Isn’t this the nub of the whole boom-bust problem? We all place money in our (supposed) instant access current account, and £100 of spending power mutates, by onward term-lending, again and again and again until it represents a gross extension of credit. £100 of cash becomes many £1000’s of spending power.
In the good times, banks, incentivised by greed, yes, keep less and less in reserve, lend more and more out, creating a wave of credit washing over the economy. This deluge finds its way via the path of least resistance into property, leveraged takeovers, grandiose projects and highly speculative ventures. The boom.
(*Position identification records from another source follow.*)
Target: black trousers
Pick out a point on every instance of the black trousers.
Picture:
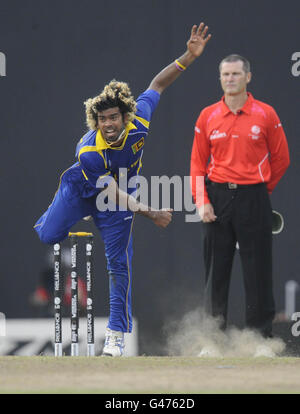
(244, 216)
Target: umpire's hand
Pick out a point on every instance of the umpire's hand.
(207, 213)
(162, 217)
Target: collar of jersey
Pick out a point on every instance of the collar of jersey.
(246, 108)
(101, 144)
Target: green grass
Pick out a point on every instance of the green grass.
(147, 375)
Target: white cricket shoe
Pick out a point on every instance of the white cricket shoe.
(114, 343)
(209, 352)
(264, 350)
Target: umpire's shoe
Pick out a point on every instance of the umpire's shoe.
(114, 343)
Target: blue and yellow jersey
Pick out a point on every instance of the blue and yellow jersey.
(96, 158)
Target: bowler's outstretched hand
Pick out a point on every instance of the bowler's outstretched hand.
(163, 217)
(198, 39)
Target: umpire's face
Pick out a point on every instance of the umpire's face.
(111, 123)
(233, 78)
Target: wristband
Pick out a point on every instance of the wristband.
(179, 66)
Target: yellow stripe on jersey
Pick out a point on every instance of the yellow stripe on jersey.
(143, 121)
(84, 174)
(92, 149)
(101, 144)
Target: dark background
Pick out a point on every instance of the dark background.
(59, 53)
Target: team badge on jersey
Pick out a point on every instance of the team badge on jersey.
(138, 145)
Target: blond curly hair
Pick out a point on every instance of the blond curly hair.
(114, 94)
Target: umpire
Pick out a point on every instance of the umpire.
(241, 150)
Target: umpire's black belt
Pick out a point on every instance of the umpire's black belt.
(232, 186)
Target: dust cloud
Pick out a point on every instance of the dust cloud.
(196, 330)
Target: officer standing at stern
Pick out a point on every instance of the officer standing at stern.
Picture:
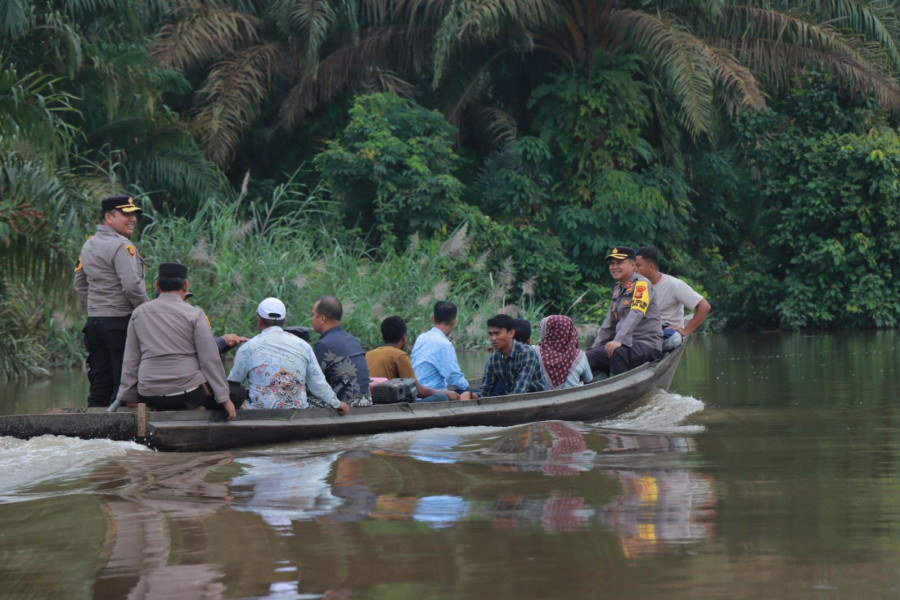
(110, 279)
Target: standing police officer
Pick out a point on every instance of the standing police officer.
(110, 278)
(631, 333)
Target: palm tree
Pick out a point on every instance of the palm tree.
(702, 55)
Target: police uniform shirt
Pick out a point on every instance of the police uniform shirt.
(170, 349)
(110, 275)
(633, 316)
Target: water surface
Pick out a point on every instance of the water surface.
(770, 470)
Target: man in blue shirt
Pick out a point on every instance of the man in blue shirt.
(516, 364)
(434, 357)
(339, 354)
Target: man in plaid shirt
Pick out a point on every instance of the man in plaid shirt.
(514, 363)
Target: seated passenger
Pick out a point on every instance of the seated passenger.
(523, 331)
(434, 357)
(171, 361)
(511, 362)
(339, 354)
(673, 295)
(280, 366)
(564, 364)
(631, 333)
(390, 361)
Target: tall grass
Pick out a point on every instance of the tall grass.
(291, 248)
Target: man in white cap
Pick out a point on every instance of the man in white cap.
(280, 366)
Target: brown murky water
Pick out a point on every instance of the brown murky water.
(770, 470)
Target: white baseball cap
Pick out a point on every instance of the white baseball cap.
(272, 309)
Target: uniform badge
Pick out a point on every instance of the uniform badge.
(641, 298)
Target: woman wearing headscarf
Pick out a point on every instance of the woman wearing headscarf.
(564, 364)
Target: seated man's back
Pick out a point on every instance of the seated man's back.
(340, 355)
(672, 296)
(280, 366)
(433, 355)
(390, 361)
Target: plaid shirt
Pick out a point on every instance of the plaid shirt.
(520, 372)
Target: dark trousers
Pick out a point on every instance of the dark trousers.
(104, 339)
(623, 359)
(189, 401)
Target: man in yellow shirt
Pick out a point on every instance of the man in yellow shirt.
(391, 361)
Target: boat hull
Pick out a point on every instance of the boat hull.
(198, 431)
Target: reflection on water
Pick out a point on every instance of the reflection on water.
(231, 525)
(771, 471)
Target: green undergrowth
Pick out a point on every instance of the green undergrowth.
(287, 250)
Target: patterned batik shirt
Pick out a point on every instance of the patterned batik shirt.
(520, 371)
(280, 368)
(343, 361)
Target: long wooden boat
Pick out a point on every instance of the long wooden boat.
(200, 431)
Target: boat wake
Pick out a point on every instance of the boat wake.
(661, 412)
(26, 463)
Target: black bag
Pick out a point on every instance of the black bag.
(394, 390)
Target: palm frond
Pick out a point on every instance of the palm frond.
(202, 32)
(498, 124)
(344, 67)
(876, 21)
(230, 99)
(779, 46)
(305, 21)
(681, 59)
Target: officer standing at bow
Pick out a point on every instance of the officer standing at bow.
(110, 279)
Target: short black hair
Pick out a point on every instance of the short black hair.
(444, 312)
(503, 322)
(650, 254)
(392, 329)
(523, 330)
(331, 308)
(171, 284)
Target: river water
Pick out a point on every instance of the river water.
(771, 469)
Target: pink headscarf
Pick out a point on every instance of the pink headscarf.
(559, 348)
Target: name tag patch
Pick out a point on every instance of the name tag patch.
(641, 297)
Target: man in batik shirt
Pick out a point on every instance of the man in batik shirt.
(280, 366)
(340, 355)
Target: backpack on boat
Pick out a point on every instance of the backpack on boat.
(392, 391)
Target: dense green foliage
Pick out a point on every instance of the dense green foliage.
(826, 241)
(354, 141)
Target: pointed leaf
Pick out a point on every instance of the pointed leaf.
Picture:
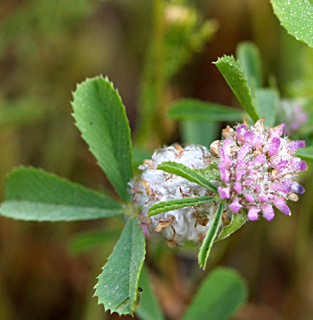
(117, 287)
(250, 59)
(100, 116)
(221, 294)
(267, 101)
(207, 243)
(35, 195)
(305, 153)
(238, 220)
(169, 205)
(149, 308)
(296, 17)
(232, 72)
(187, 173)
(192, 109)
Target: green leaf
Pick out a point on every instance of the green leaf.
(305, 153)
(35, 195)
(192, 109)
(267, 101)
(232, 72)
(149, 308)
(199, 132)
(100, 116)
(169, 205)
(250, 59)
(207, 243)
(187, 173)
(238, 220)
(87, 240)
(221, 294)
(117, 287)
(296, 17)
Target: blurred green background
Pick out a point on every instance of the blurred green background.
(46, 47)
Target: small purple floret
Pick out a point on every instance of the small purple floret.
(240, 131)
(297, 188)
(258, 144)
(249, 197)
(299, 166)
(268, 212)
(260, 159)
(274, 146)
(281, 165)
(263, 198)
(295, 145)
(235, 206)
(278, 132)
(225, 174)
(280, 204)
(281, 187)
(249, 137)
(224, 193)
(237, 187)
(253, 214)
(243, 151)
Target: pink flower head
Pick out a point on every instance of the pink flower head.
(258, 169)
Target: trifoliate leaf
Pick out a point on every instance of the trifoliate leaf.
(234, 75)
(35, 195)
(208, 241)
(117, 287)
(100, 116)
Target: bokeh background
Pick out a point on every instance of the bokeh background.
(47, 271)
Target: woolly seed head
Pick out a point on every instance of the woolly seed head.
(154, 186)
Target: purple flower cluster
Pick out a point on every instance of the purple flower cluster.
(258, 169)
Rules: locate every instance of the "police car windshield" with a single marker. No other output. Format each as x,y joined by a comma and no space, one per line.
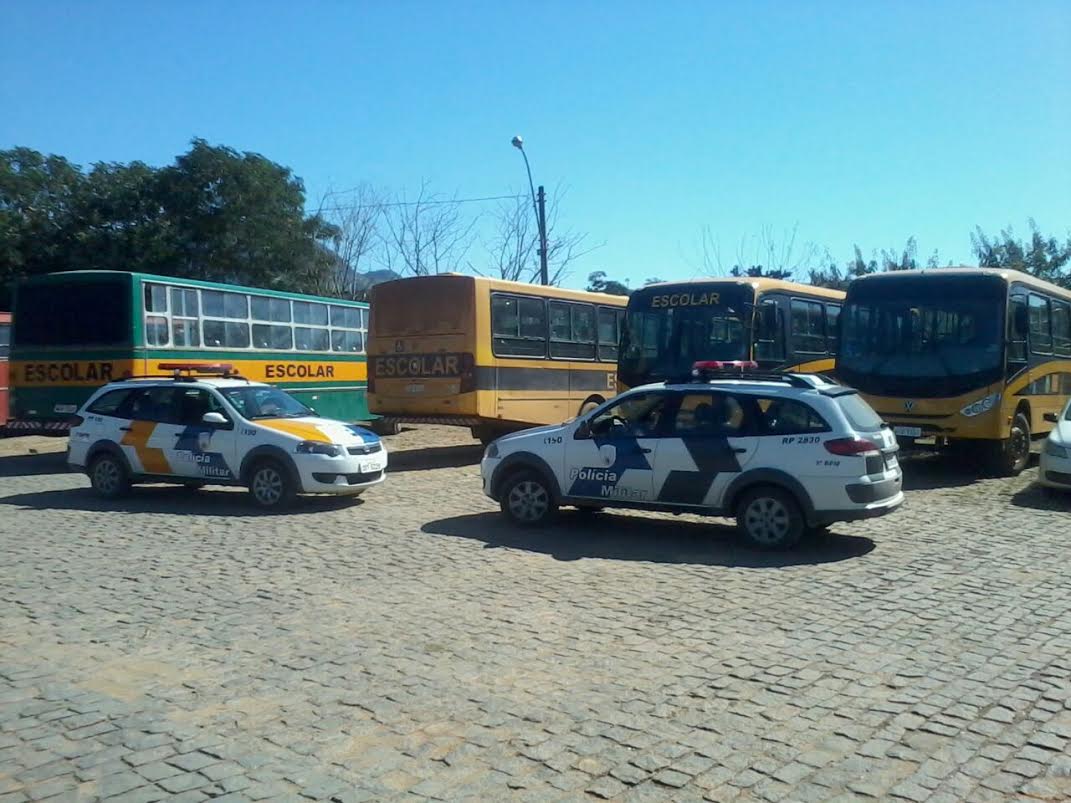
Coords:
265,403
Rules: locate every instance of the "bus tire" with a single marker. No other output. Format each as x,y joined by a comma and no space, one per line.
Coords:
271,485
527,499
108,475
589,404
1013,454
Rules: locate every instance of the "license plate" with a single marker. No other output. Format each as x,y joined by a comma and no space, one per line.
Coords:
908,432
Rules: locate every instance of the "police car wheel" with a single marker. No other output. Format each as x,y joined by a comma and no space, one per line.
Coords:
108,476
270,485
770,518
528,500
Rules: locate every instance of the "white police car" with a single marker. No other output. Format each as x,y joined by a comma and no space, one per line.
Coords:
782,453
1054,466
220,430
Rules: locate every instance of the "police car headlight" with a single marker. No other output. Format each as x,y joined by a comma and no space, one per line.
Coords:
1055,450
982,405
313,447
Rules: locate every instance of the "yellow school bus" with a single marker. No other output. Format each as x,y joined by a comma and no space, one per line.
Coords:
977,359
488,354
782,326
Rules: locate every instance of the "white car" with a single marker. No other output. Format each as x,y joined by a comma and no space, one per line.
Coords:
1054,467
222,432
782,453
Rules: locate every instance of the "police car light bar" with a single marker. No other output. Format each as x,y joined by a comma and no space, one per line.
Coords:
723,365
221,369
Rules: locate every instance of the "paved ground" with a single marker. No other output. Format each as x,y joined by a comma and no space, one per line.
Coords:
178,646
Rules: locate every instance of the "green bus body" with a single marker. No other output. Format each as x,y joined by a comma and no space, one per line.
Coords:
76,331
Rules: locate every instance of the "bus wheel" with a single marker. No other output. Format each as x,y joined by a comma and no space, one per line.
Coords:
590,404
108,476
1013,454
270,485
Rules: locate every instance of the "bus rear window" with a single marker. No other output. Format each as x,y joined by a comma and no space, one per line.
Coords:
433,305
73,315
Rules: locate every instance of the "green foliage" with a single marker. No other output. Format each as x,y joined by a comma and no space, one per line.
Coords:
1040,256
599,283
214,214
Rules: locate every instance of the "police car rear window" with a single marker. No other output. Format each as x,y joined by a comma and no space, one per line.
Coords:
859,413
110,402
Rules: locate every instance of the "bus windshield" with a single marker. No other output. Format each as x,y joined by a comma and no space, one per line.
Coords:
668,330
76,314
922,336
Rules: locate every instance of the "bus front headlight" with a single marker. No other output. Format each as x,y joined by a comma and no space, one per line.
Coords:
982,405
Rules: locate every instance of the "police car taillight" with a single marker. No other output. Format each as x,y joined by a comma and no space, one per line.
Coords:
851,447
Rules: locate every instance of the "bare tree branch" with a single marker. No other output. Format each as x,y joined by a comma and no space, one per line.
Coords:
426,235
513,246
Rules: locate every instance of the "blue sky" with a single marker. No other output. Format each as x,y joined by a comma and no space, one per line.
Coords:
851,122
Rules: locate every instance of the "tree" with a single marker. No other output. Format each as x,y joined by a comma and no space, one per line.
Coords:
356,242
514,243
1044,257
426,235
215,214
599,283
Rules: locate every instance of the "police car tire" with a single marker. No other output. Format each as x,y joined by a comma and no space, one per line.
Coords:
108,475
770,518
270,484
528,490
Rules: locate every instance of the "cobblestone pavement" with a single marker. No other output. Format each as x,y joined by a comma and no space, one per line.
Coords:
178,646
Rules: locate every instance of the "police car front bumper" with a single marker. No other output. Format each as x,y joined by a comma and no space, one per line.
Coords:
346,474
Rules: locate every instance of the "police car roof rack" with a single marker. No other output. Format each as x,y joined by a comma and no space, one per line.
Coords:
747,369
185,372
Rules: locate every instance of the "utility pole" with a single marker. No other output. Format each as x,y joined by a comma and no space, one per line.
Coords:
539,202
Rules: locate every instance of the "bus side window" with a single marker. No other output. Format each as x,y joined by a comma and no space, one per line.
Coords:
1061,329
832,328
770,336
1017,328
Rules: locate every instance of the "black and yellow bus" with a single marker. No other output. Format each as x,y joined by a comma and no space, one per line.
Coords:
75,331
488,354
960,357
782,326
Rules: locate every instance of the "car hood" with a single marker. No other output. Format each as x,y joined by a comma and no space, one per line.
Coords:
323,430
1061,433
529,433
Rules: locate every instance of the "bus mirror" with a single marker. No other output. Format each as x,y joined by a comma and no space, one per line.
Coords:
1022,320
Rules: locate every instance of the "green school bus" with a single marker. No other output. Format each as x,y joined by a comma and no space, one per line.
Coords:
75,331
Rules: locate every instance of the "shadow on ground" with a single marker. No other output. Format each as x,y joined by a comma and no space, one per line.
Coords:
33,465
172,500
433,457
1039,498
576,535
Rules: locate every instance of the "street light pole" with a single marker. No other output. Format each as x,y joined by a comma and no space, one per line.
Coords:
539,205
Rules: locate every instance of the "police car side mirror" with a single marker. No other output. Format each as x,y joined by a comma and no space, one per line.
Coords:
216,420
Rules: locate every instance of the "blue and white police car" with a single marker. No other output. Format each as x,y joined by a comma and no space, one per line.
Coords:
782,453
207,425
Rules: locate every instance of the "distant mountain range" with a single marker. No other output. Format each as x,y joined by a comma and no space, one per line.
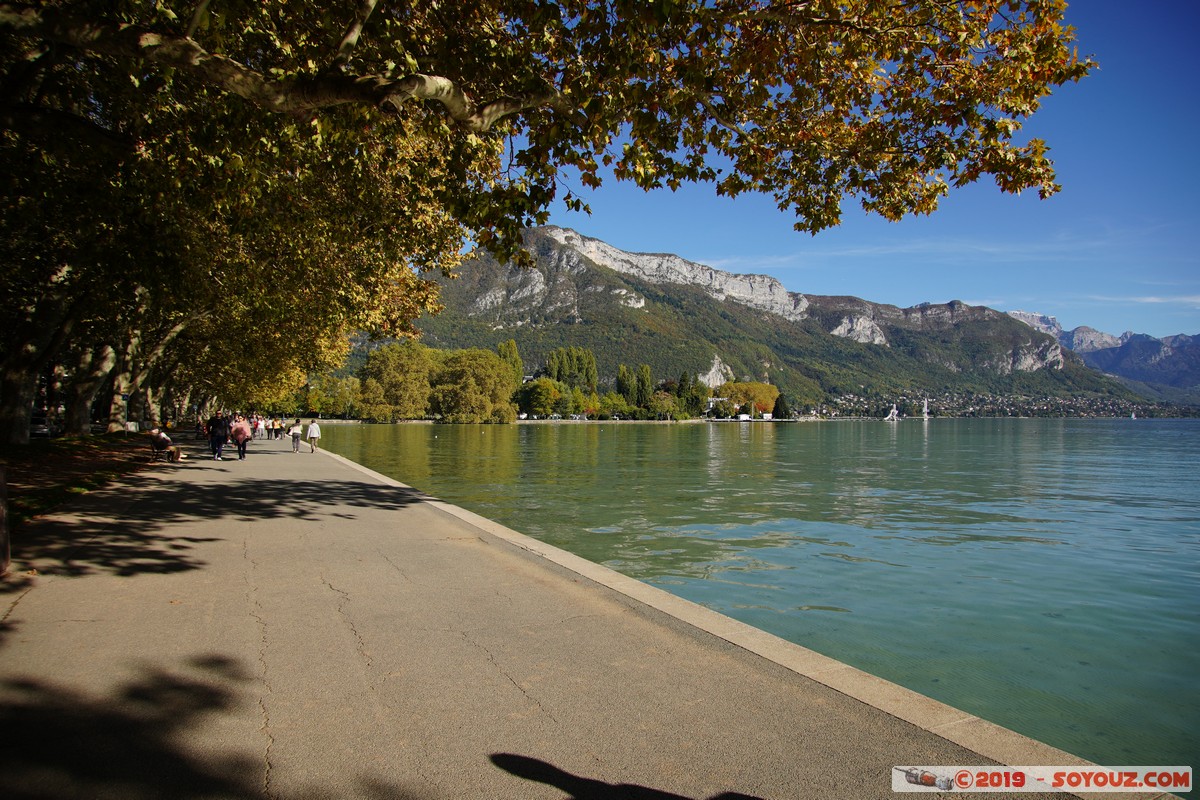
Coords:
677,316
1167,368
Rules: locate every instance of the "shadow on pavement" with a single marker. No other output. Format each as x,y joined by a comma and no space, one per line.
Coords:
585,788
63,744
142,541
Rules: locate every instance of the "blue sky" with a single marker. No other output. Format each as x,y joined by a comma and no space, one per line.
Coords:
1116,250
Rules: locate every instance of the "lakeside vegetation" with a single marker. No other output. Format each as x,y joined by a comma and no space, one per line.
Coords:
408,380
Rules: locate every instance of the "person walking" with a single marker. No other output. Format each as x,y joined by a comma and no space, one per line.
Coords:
219,434
241,434
297,431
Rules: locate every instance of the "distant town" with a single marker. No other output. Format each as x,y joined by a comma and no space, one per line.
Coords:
959,404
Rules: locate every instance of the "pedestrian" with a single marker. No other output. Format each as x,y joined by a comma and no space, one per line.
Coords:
313,435
241,434
219,434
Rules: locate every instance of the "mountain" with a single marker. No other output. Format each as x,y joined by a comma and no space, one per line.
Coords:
677,317
1164,368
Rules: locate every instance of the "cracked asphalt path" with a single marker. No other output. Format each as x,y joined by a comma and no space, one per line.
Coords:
294,626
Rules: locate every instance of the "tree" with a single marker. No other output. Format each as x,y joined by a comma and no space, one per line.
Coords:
753,396
645,386
888,101
178,148
781,410
539,397
402,371
508,352
573,366
627,384
473,386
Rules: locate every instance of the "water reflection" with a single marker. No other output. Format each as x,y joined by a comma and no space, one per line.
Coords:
1005,566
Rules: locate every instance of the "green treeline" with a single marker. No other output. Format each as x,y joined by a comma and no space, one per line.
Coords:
408,380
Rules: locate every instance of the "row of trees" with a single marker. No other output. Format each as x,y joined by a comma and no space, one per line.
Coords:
407,380
202,200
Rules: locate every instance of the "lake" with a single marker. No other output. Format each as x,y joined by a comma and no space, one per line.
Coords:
1039,573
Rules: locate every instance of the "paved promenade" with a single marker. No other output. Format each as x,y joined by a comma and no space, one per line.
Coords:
297,626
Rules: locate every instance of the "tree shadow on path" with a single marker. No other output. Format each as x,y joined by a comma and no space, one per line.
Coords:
58,743
586,788
133,529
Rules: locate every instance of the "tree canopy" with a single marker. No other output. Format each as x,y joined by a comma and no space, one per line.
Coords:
891,101
180,173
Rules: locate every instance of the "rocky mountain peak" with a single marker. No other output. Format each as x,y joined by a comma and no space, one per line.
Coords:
755,290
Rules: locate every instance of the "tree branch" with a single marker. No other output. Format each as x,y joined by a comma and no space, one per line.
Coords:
351,38
292,95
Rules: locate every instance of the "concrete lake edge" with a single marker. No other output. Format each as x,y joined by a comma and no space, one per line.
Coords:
987,739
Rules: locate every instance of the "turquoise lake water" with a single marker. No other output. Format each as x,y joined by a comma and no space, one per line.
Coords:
1039,573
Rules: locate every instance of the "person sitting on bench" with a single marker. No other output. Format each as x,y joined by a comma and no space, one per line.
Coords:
161,445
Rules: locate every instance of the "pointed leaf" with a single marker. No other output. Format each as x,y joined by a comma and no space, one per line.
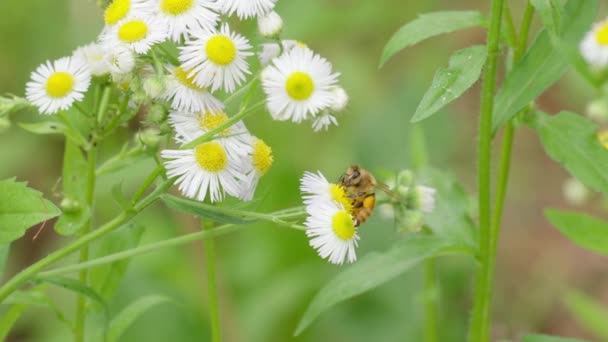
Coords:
121,322
543,64
21,208
585,231
374,270
449,84
570,139
427,26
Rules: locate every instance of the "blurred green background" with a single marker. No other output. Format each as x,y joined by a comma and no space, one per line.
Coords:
267,275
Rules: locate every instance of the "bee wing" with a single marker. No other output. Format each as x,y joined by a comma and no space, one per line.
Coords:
387,190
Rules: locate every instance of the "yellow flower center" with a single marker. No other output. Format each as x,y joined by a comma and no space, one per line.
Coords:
117,10
602,137
59,84
338,194
602,35
299,86
176,7
343,225
262,156
220,50
182,76
133,31
211,156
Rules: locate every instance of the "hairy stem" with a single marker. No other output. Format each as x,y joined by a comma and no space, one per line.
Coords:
479,330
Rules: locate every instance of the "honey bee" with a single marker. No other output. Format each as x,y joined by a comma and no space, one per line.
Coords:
360,186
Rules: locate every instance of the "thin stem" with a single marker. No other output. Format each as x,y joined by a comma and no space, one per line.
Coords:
209,135
214,312
479,330
31,271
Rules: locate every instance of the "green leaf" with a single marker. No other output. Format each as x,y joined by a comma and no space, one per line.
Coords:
128,315
542,65
550,12
21,208
452,217
74,188
450,83
427,26
590,314
106,279
374,270
570,139
585,231
547,338
215,213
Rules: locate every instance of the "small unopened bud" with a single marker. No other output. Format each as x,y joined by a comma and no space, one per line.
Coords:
575,192
154,86
270,25
340,100
70,206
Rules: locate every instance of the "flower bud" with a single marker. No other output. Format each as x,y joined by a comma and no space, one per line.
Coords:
270,25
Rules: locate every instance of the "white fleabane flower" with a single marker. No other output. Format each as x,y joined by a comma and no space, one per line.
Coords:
332,232
187,96
270,25
259,161
247,8
183,16
205,169
121,9
594,46
56,86
216,60
96,58
271,51
298,85
189,126
136,33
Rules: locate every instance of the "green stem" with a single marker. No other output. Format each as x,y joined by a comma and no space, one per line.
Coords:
239,116
479,330
30,272
214,312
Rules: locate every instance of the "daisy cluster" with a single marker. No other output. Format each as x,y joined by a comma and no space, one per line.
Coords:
135,53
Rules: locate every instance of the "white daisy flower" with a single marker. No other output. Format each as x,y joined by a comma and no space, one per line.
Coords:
259,160
207,168
56,86
298,85
189,126
247,8
270,25
332,232
594,46
271,51
96,58
216,60
323,121
187,96
135,33
121,9
315,188
183,16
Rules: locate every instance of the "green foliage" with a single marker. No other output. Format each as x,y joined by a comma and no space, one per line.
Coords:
74,189
450,83
121,322
375,269
547,338
21,208
570,140
543,64
585,231
590,314
427,26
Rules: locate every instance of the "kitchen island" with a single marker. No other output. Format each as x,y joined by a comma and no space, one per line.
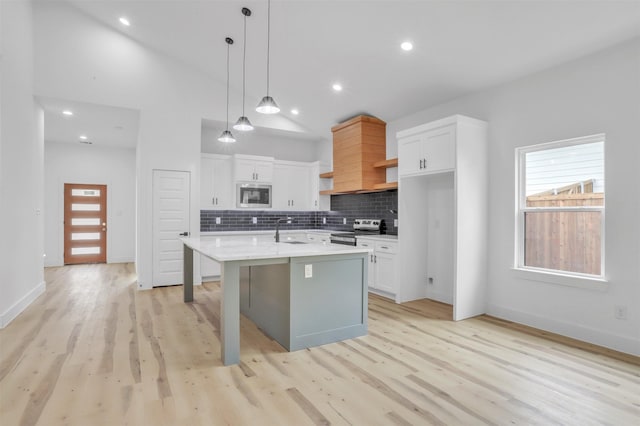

Bust comes along when the likes of Northen Wreck and Royal Bank of Hubris realise they are over-extended, that house prices aren’t going to go up forever, and facing increasingly anxious depositors, eager to put money in a safer home, start to call loans. Credit contracts. No new lending. Bust.
How about looking at the root cause? Depositors, unknowingly, allow this process to occur. They are not explicitly told this is happening and deposit insurance means they don’t need to care. Special accounting rules for banks allow them to hide the maturity risk and so on.
Isn’t this all so intuitive – so obvious? The driver behind our incessant, and damaging, boom bust cycle?
My understanding is that currently the UK has no legislative requirement for banks to maintain loan-to-deposit ratios of less than 100%. This would seem to me to be a good place to start – when L/D is over 100% the maths moves from a convergent to a divergent series and chaos ensues.
In 2008, the L/D ratios of the UK banks were:
HSBC 90%
RBS 112.3%
Barclays 123.45%
Lloyds TSB 140.84%
Alliance & Leicester 172.41%
Bradford & Bingley 172.41%
HBOS 175.43%
Northern Rock 322.58%
(see http://gregpytel.blogspot.com/2009/04/largest-heist-in-history.html)
I don’t know what the figures are now, but until this issue is addressed, everything else is window dressing, in my opinion.